Teresa's Recipes
Green Bean and Pesto Pasta
Indulge in this vibrant Green Bean and Pesto Pasta that celebrates the lush flavors of summer! The combination of crisp-tender green beans and homemade basil pesto creates a delightful balance of textures and tastes, making this dish not only satisfying but also visually stunning. Each bite offers a burst of freshness, enhanced by the creamy richness of Parmesan cheese. This recipe is a modern twist on a classic Italian staple, highlighting how simple ingredients can come together to create a truly memorable meal.
Ingredients
- to taste Salt
- to taste Black pepper
- 2 tablespoons, divided Olive oil
- 1/2 cup, grated, plus more for serving Parmesan cheese
- 2 cloves, minced Garlic
- 1/4 cup, toasted Pine nuts
- 2 cups, packed Fresh basil leaves
- 8 ounces Pasta (spaghetti or fusilli recommended)
- 2 cups, trimmed and cut into 2-inch pieces Fresh green beans
Dietary Notes
- Servings: 4
- Dish Type: Main Course
- Prep Time: 15 minutes
- Cook Time: 15 minutes
- Calories: 400
- Fat: 20g
- Carbs: 45g
- Protein: 12g
- Sodium: 300mg
- Sugar: 2g
Instructions
- Bring a large pot of salted water to a boil. Add the green beans and cook for 3-4 minutes, until crisp-tender. Carefully remove the green beans with a slotted spoon and transfer them to a bowl of ice water to stop the cooking process. Drain and set aside.
- In the same pot of boiling water, add the pasta and cook according to package instructions until al dente. Drain and set aside, reserving 1/2 cup of pasta cooking water.

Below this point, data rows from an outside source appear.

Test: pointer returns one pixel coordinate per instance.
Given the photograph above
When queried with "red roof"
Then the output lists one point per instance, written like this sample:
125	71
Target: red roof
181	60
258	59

- In a food processor, combine the basil leaves, toasted pine nuts, minced garlic, grated Parmesan cheese, 1/4 cup of olive oil, salt, and pepper. Process until smooth and creamy. If the pesto is too thick, add a bit of the reserved pasta cooking water to reach your desired consistency.
- In a large skillet, heat 1 tablespoon of olive oil over medium heat. Add the cooked green beans and sauté for 2-3 minutes until heated through.
- Add the cooked pasta to the skillet with the green beans. Pour the pesto sauce over the pasta and toss to coat evenly. If the mixture seems dry, add a little more reserved pasta cooking water.
- Cook for an additional 2-3 minutes, until the pasta is heated through and the flavors are well combined.
- Serve the green bean and pesto pasta hot, garnished with additional grated Parmesan cheese and a drizzle of olive oil if desired.
Tips
- For a protein boost, consider adding grilled chicken or shrimp to this dish.
- Feel free to substitute the green beans with asparagus or zucchini for a different twist.
- For a vegan version, omit the cheese and use nutritional yeast instead.